The Christmas Day Call

I’m not going to go into precise details about the Christmas Day call, mostly because the investigation there is still active and ongoing.

I will say this: I was called to the scene of a multiple homicide to function as the representative of the county medical examiner’s office. What I observed there, besides the bodies, contained a high level of disturbing — an extremely high level. And also a potential link to John Q’s House of WTF.

Every clock in the house was halted at 4:04 — every clock, not just the mechanical ones. The digital channel readout on the cable box: 404. The watch belonging to one of the victims. The time readout on the laptop computer that had been in hibernation mode. The homicide detective on-scene noticed it, too, and remarked on it to me as we were directing the forensic photography, which is pretty much how I know I wasn’t having some advanced four-related psychotic break from reality or suffering from observation bias. And she was also unsettled by it because, seriously, digital clocks don’t work that way.

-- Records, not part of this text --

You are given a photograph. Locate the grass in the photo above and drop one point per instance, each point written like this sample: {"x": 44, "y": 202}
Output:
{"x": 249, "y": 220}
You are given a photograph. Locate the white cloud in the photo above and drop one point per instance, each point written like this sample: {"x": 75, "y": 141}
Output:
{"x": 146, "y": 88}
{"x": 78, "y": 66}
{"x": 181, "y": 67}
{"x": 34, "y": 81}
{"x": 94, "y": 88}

Both of the victims died of injuries similar to those of the Does at John Q’s house — a combination of blunt force trauma and blunt-object stab wounds. There had been no signs of struggle in the apartment where they’d been found, neither displayed signs of defensive injury. One (female) was found in the bedroom, likely asleep at the time of death; the other (male) in the living room, next to the hibernating computer. No defensive injuries — but the male victim had a four parallel scratches diagonally across the anterior skin on both arms, deep enough to draw blood and cause bruising, not deep enough to damage the veins or muscles, and which appeared to have been self-inflicted. The traces of skin and blood I found under his fingernails were his own.

When I spoke to the detective about my findings, she let slip that there had also been no signs of forced entry and no indications that theft had been a motive. Christmas presents were still under the tree, none of the big-ticket consumer electronics items were taken, money left out on the bedroom furniture was untouched. She came by the office to pick up my report and we ended up talking quite a bit, examining both the autopsy and crime scene photos, discussing particular bits that didn’t make a damn bit of sense. The victims had obviously emptied out their stuff on the bedside bureau when they’d gotten ready to turn in — one of the items was a pocket-sized notebook open to a page marked with four heavy diagonal slashes in a thick, rough circle. The detective wondered if there was any connection with the self-inflicted wounds on the male victim and I demurred, not wanting to bring up any half-baked theories about strange houses and murders committed in October that I wasn’t actually supposed to know anything about. Or at least not yet.

Then, two days later, McDreamy came down to talk to me about the same case. He’d been receiving visitors related thereto — friends and co-workers of the deceased. They’d both been well-like and well-respected in their particular fields of expertise — she was an EMT and he was a nurse-anesthesiologist — and a lot of shaken and disturbed people were coming to him with questions and concerns. One of those concerns was that both of them had been behaving oddly in the last few weeks — “paranoid” was the term that McDreamy said more than one person used and “isolated/not wanting to go out and do anything.” When he pressed for details, at least one of their mutual friends told him they had taken to sleeping in shifts and either staying at work until the other could arrive or else hanging out in more heavily populated staff areas at all times. Another told him that the female victim had been complaining of “unwanted phone calls” and while nobody actually used the term “stalker,” at least a few had the impression that both halves of the couple believed they were being followed. McDreamy was worried there might have been a drug issue involved, a worry I couldn’t assuage at that point, because the toxicology screens had not yet come back. (They ultimately came back clean of both prescribed and recreational drugs.) I made the determination of homicide and Dr. Weller signed off on it at the end of that week.

When I went home that night, I wrote another note to my semi-anonymous “correspondent,” outlining the situation and asking if it was possible that the female victim was an EMT on the ambulance that had responded to the call to John Q’s house. I received my response the Tuesday after New Year.

It was Yes.


~ by Dr. Nate Harada on January 8, 2012.